Highlights & Insights¶
- Introducing Dynamic Convolution to PEFT: Inserting dynamically generated convolution parameters between the static down-up structure of LoRA elegantly achieves input-aware adaptation with very few additional parameters. This design can be transferred to any scenario that utilizes LoRA.
- Zero-Cost Reuse of Task Attention Maps: Directly extracting the prompt-to-patch attention matrix from MHSA as the task attention map without introducing extra computation is a highly elegant design.
- Using TA-Modules Only in the Last Block: Most blocks use simple LoRA, with only the last block employing the complex task-adaptation module, striking a good balance between efficiency and performance.
Limitations & Future Work¶
- Validations are only performed on PASCAL-Context, lacking experiments on large-scale datasets (such as NYUD-v2, Cityscapes).
- The encoder is limited to Swin Transformer, and other architectures like ViT have not been tested.
- The dynamic convolution of DTF introduces a small amount of extra computational overhead during inference.
- Scenarios with more than 4 tasks have not been explored; the scalability of cross-task interaction remains to be verified.
Related Work & Insights¶
- vs MTLoRA: MTLoRA uses static task-shared + task-specific LoRA without considering the input context. TADFormer's DTF achieves input-dependent dynamic adaptation, yielding superior performance with similar or fewer parameters.

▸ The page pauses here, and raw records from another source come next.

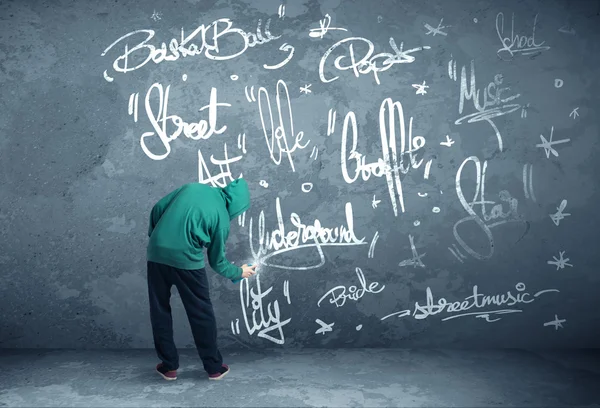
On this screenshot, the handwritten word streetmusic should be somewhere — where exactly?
[240,275,292,344]
[453,156,523,260]
[496,12,550,58]
[140,83,231,160]
[341,98,425,216]
[101,18,281,76]
[381,282,560,323]
[249,197,367,270]
[319,37,431,85]
[317,268,385,307]
[258,79,310,172]
[454,60,521,151]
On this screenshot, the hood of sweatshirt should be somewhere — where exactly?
[221,178,250,220]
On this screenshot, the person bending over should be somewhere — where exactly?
[147,179,256,380]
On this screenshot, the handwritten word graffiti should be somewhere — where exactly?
[496,12,550,58]
[454,156,522,259]
[319,37,431,85]
[448,60,521,151]
[249,197,367,270]
[258,79,310,172]
[550,200,571,227]
[198,143,243,187]
[101,18,281,77]
[341,98,425,216]
[381,282,560,323]
[308,14,348,38]
[240,275,292,344]
[137,83,231,160]
[317,268,385,307]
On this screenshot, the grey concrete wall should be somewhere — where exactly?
[0,0,600,348]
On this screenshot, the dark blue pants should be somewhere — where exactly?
[148,261,223,374]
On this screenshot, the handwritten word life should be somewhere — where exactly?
[140,83,231,160]
[453,156,522,260]
[101,18,281,76]
[381,282,560,322]
[496,12,550,58]
[249,197,366,270]
[341,98,425,216]
[258,80,310,172]
[319,37,431,85]
[317,268,385,307]
[240,275,292,344]
[454,60,521,151]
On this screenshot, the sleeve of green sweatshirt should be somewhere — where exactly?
[206,227,242,280]
[148,187,182,236]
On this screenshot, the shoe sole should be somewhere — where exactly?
[208,370,230,381]
[156,370,177,381]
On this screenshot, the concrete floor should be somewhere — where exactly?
[0,349,600,407]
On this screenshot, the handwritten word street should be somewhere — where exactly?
[140,83,231,160]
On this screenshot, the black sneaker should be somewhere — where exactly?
[208,364,229,380]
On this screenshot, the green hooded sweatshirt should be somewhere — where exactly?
[147,179,250,280]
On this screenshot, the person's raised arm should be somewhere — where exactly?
[148,186,183,236]
[206,227,242,280]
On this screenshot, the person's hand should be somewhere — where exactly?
[242,264,258,279]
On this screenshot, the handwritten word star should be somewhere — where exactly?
[300,84,312,95]
[569,107,579,119]
[315,319,335,336]
[550,200,571,227]
[548,251,573,270]
[424,18,452,37]
[535,126,571,159]
[150,10,162,21]
[544,315,567,330]
[413,81,429,95]
[440,135,454,147]
[371,196,381,208]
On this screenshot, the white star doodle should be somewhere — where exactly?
[424,18,452,37]
[548,251,573,270]
[535,126,571,159]
[412,81,429,95]
[315,319,335,336]
[150,10,162,21]
[544,315,567,330]
[569,107,579,119]
[300,84,312,94]
[440,135,454,147]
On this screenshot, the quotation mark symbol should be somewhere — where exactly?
[231,319,240,334]
[327,109,337,136]
[244,85,256,102]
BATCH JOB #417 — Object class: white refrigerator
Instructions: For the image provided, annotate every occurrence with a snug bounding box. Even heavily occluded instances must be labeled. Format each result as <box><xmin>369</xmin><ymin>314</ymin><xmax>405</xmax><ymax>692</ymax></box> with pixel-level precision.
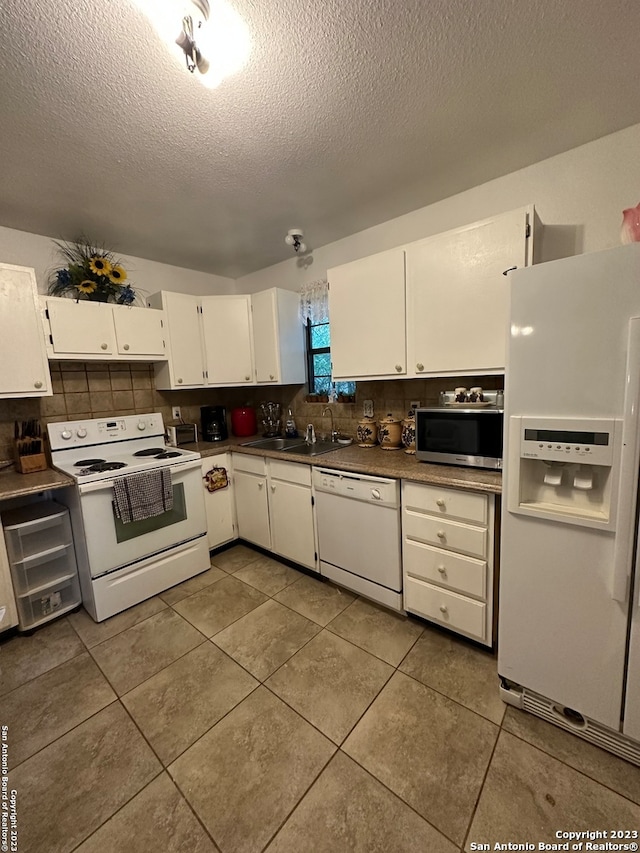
<box><xmin>498</xmin><ymin>244</ymin><xmax>640</xmax><ymax>764</ymax></box>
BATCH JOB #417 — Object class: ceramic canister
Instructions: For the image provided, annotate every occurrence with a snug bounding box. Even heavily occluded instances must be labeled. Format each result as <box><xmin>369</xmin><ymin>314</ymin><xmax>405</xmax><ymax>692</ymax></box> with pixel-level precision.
<box><xmin>378</xmin><ymin>412</ymin><xmax>402</xmax><ymax>450</ymax></box>
<box><xmin>356</xmin><ymin>418</ymin><xmax>378</xmax><ymax>447</ymax></box>
<box><xmin>402</xmin><ymin>410</ymin><xmax>416</xmax><ymax>453</ymax></box>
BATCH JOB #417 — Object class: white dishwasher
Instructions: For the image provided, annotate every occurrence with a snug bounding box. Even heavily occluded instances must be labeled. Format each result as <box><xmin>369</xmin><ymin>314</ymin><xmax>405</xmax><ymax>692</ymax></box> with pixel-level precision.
<box><xmin>313</xmin><ymin>468</ymin><xmax>402</xmax><ymax>610</ymax></box>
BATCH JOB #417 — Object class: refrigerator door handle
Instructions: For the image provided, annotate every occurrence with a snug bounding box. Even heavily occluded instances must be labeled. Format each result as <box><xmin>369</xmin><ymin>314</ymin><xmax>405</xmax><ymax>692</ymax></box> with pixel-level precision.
<box><xmin>611</xmin><ymin>317</ymin><xmax>640</xmax><ymax>602</ymax></box>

- vs VMT-Adapter: VMT-Adapter introduces cross-task knowledge sharing based on the adapter architecture but similarly neglects input context. TADFormer achieves cross-task interaction at the Transformer attention level.
- vs HyperFormer: HyperFormer uses hypernetworks to generate adapter parameters, requiring up to 72.77M parameters. TADFormer achieves a similar effect using dynamic convolution with only 4.78M parameters.
Rating¶
- Novelty: ⭐⭐⭐⭐ The combination of dynamic convolution and PEFT is novel in MTL, and the TPC operation is cleverly designed.
- Experimental Thoroughness: ⭐⭐⭐ Only validated on PASCAL-Context; experiments on more datasets and backbones are needed.
- Writing Quality: ⭐⭐⭐⭐ Well-structured, intuitive diagrams, and clear methodological comparisons.
- Value: ⭐⭐⭐⭐ Provides a new paradigm for PEFT in MTL, and the idea of input-aware dynamic adaptation has broad transfer value.